The suspicion still exists

Seeking correspondence between landscape and myth, Castañeda Arbeláez’s artistic journey poetically captures the organic cycle of nature and its transformations through the passage of time. This time in Ho Chi Minh City, Natalia Castañeda Arbeláez shares her ever-evolving travel diary, planted in the rite and movement of the city’s water flow.

“My work has focused on the landscape through painting and drawing, expanding its boundaries into space, narrative and time. This has allowed me to address the notion of the territory from different instances; where cartography has been the tool to draw free paths from affection, memory and the mystical journey towards a respectful admiration to the environment that seeks to restore the essential and spiritual relationship with nature.”

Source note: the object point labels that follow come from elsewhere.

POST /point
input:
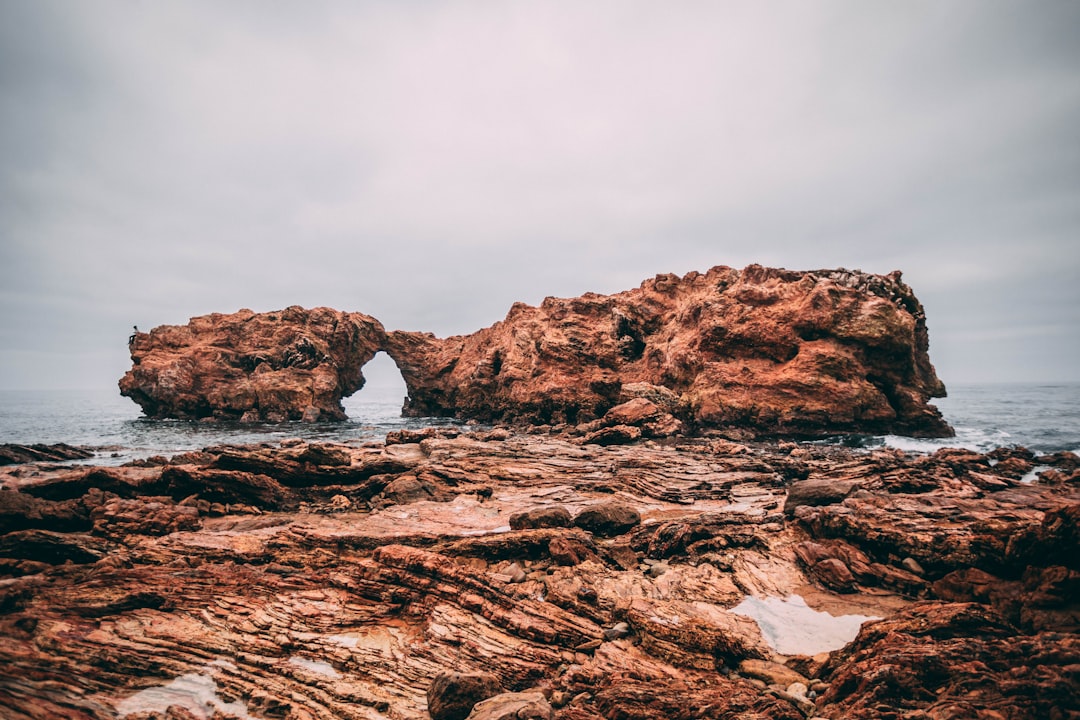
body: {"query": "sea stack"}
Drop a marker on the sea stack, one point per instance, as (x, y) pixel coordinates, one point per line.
(763, 351)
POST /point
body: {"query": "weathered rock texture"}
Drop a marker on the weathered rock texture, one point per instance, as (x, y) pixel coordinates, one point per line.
(286, 583)
(295, 364)
(772, 350)
(759, 350)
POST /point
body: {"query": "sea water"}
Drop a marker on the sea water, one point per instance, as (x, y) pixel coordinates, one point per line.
(1042, 417)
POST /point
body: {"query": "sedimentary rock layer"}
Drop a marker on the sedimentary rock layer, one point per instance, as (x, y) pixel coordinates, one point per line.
(444, 573)
(771, 350)
(758, 350)
(295, 364)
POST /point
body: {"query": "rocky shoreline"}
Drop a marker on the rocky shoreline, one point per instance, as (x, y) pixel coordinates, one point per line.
(760, 351)
(542, 575)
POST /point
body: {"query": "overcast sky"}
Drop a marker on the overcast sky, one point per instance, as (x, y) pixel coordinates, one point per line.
(430, 163)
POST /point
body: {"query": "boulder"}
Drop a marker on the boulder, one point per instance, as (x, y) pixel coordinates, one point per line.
(514, 706)
(453, 695)
(774, 351)
(608, 519)
(555, 516)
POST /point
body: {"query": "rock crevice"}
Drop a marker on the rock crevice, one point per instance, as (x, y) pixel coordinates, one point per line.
(765, 350)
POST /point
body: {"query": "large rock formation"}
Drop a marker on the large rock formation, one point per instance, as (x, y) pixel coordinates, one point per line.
(295, 364)
(768, 351)
(771, 350)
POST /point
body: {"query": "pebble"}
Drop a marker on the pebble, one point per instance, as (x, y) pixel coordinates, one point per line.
(913, 566)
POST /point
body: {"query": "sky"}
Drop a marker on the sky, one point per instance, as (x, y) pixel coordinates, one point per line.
(431, 163)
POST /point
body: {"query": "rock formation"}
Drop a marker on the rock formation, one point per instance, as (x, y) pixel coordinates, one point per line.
(777, 351)
(761, 351)
(295, 364)
(541, 576)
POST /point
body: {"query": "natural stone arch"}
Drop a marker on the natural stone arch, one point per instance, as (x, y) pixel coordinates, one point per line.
(768, 351)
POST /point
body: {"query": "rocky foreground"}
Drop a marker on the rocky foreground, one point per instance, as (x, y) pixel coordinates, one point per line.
(490, 574)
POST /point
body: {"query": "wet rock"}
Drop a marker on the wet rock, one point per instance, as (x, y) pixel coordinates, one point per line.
(145, 516)
(570, 551)
(608, 519)
(453, 695)
(52, 547)
(294, 364)
(913, 566)
(514, 706)
(613, 435)
(818, 491)
(770, 673)
(365, 601)
(930, 655)
(13, 454)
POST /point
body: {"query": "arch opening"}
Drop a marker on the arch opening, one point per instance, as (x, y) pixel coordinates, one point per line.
(382, 395)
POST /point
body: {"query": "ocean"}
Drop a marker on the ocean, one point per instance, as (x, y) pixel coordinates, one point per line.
(1042, 417)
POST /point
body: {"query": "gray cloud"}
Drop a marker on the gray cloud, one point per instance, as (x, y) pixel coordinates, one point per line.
(432, 163)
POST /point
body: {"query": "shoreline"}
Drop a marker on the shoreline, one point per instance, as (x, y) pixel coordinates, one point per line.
(351, 575)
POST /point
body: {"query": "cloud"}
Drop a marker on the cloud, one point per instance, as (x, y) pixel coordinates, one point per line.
(432, 163)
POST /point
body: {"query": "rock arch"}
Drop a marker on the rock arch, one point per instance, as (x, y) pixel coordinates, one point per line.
(772, 351)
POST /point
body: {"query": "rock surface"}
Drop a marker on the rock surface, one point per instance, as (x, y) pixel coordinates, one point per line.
(770, 350)
(284, 582)
(754, 351)
(294, 364)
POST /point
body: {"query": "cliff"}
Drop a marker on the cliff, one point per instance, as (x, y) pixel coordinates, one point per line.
(775, 351)
(760, 350)
(295, 364)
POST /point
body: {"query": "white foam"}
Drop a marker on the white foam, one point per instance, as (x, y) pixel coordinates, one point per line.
(791, 627)
(194, 692)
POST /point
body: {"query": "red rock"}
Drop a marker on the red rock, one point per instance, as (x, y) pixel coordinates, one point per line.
(772, 350)
(608, 519)
(327, 605)
(935, 657)
(294, 364)
(555, 516)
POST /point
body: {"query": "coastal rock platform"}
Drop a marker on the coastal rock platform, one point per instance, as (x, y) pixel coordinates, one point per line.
(759, 351)
(491, 573)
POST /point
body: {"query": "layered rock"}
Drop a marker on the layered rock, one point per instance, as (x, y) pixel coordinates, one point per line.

In Castaneda Arbelaez’s two works, a sketch book documented her observations of the liquid scenery and mapped its flow in urban mechanism, and a video was an audiovisual essay threading the physical landscape and its symbolic and mythical ancestor. Sinuous shapes appear in dreamlike sequence, narrating tales of beings fluidly thriving among the river stream.

 

Natalia Castañeda Arbeláez (b. 1982, Colombia)’s practice expands the limits of drawing and painting, bringing them closer to sculpture, creating topographies that reveal themselves through their interaction with the observer. The atmospheric patterns and gestural impulses retain the poetic approach of craftsmanship in order to get immersed into the landscape through unexpected encounters. She works the territory from cartography for free ranging, departing from emotion, memory, the journey and mysticism, and seeking a respectful sight of the environment to restore the essential and spiritual connection with nature.

Castañeda’s 4-week residency belongs to a collaborative effort between the ‘National Incentives Program’ of the Colombian Ministry of Culture and ‘San Art Laboratory’. This program understand that to enable artistic exchange via the creation of new work, there must be stimulated dialog between cultures and producers to expand the horizon of critical thinking. Two Colombian contemporary artists have been chosen from a national call across Colombia, to spend at one month in Ho Chi Minh City in 2015 and 2016 to produce new artworks in collaboration with local artists.